This page is the operator quick-reference for common high-signal failure modes and maintenance actions.

Before You Touch Production

  • keep a tested rollback path
  • know whether the change requires cert reload or drain-and-restart
  • know where metrics, logs, and control API endpoints are exposed
  • keep a traffic-reduction plan ready before making invasive changes

Scenario: Rising 503 Rate

Check:

  • spooky_overload_shed_by_reason_total
  • route latency metrics
  • active connections and inflight pressure
  • backend health state
  • recent config or backend changes

Likely causes:

  • global or scoped inflight limits reached
  • route queue cap exceeded
  • upstream or backend overload
  • backend timeout surge

Immediate actions:

  1. Determine whether the 503s are overload-generated or upstream-generated.
  2. Reduce traffic or shed non-critical traffic first.
  3. Verify backend health and recent latency changes.
  4. Roll back the most recent risky config change if the spike correlates with change timing.

Scenario: Handshake Failures Or Client Connection Failures

Check:

  • downstream TLS metrics
  • ALPN selection metrics
  • certificate expiry/selection metrics
  • listener cert/key presence and permissions

Likely causes:

  • invalid or expired certificate material
  • wrong SNI mapping
  • missing client certificate in required-client-cert mode
  • client-side protocol mismatch

Immediate actions:

  1. Verify the listener is presenting the expected certificate.
  2. Verify whether failures are concentrated on one hostname or all hostnames.
  3. If only certificate material changed, use the certificate reload path when appropriate.
  4. If listener routing or policy changed, prefer drain-and-restart with rollback readiness.

Scenario: Backend Timeout Surge

Check:

  • route latency percentiles
  • backend timeout counters
  • backend health transitions
  • per-upstream and per-backend inflight pressure

Likely causes:

  • unhealthy backend pool
  • sudden backend latency regression
  • connection establishment failures
  • under-sized backend fleet

Immediate actions:

  1. Confirm whether the issue is localized to one upstream or all traffic.
  2. Remove or isolate failing backends if health signals are clear.
  3. Reduce concurrency pressure if the proxy is amplifying backend collapse.
  4. Roll back recent backend or network changes first, not just proxy config.

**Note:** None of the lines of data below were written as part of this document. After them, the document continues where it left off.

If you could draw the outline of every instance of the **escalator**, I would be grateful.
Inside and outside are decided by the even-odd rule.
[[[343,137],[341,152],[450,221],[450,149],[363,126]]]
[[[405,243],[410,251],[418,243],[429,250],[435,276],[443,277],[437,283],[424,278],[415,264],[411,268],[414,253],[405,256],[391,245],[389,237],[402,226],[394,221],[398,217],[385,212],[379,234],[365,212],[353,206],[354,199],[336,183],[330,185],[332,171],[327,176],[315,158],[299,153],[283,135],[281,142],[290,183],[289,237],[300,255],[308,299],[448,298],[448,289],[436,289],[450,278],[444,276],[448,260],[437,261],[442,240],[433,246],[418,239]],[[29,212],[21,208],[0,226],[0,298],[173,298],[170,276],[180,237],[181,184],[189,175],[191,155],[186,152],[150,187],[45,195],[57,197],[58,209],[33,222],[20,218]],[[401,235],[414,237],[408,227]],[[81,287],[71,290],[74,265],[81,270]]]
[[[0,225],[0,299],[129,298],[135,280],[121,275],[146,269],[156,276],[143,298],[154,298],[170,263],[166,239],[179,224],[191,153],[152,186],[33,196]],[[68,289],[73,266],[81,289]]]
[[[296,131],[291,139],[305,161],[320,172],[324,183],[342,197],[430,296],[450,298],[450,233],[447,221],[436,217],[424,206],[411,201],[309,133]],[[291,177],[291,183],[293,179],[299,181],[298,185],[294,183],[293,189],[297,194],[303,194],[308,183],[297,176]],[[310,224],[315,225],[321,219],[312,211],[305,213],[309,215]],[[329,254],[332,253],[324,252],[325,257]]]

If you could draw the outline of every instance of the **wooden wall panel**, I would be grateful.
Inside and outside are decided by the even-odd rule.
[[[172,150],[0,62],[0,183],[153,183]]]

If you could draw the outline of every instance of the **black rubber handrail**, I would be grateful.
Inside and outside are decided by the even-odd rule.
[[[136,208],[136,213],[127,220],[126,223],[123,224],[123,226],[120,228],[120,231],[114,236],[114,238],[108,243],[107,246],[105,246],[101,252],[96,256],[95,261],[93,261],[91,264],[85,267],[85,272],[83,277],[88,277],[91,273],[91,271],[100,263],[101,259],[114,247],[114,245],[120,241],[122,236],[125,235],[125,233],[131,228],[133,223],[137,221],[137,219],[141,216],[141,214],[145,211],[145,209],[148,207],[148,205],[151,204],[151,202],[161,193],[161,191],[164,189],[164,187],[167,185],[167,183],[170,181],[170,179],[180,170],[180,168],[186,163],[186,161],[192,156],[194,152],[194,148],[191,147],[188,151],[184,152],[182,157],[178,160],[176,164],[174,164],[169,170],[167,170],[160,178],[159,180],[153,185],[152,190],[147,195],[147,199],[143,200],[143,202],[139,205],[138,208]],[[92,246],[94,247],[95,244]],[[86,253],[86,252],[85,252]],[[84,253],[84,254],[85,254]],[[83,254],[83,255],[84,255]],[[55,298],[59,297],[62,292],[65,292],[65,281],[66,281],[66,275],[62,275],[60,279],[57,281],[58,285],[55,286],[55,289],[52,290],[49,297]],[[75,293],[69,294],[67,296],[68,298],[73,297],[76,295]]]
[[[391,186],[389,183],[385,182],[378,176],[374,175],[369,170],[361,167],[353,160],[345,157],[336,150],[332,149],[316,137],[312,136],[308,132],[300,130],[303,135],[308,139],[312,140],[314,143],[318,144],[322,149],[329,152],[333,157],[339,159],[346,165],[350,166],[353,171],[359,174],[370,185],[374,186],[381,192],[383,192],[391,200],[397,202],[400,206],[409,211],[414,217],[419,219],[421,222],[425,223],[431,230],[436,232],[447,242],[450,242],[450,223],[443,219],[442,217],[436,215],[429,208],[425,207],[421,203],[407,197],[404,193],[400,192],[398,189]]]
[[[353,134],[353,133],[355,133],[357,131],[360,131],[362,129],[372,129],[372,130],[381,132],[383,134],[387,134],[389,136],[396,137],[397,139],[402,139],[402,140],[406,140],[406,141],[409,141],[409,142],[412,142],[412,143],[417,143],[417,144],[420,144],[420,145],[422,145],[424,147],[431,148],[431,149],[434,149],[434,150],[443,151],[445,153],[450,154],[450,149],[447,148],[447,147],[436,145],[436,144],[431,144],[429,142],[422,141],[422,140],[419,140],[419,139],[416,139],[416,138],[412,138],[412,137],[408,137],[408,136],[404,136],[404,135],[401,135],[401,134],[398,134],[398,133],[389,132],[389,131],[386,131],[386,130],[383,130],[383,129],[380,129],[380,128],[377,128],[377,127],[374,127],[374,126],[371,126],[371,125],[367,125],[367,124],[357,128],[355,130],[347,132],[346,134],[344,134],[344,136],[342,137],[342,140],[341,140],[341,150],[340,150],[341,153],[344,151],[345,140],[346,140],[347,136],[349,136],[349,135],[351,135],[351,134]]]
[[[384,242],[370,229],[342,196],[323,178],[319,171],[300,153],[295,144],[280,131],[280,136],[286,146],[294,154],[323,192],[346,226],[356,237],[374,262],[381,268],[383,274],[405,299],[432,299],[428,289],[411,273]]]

Scenario: Control API Or Metrics Endpoint Unavailable

Check:

  • bind address and port config
  • local firewall rules
  • listener startup logs
  • whether endpoints are configured as required or optional

Immediate actions:

  1. Confirm whether the process is healthy but only the admin plane is down.
  2. If admin endpoints are required: true, treat startup failure as intentional protection.
  3. If admin endpoints are required: false, decide whether to fail closed operationally and restart into a safer config.

Scenario: Cert Rotation

Safe approach:

  1. Place new cert and key material with correct permissions.
  2. Validate hostname coverage and expiry before activation.
  3. Use certificate reload for listener cert replacement.
  4. Verify new handshakes present the new certificate.
  5. Keep previous material until verification is complete.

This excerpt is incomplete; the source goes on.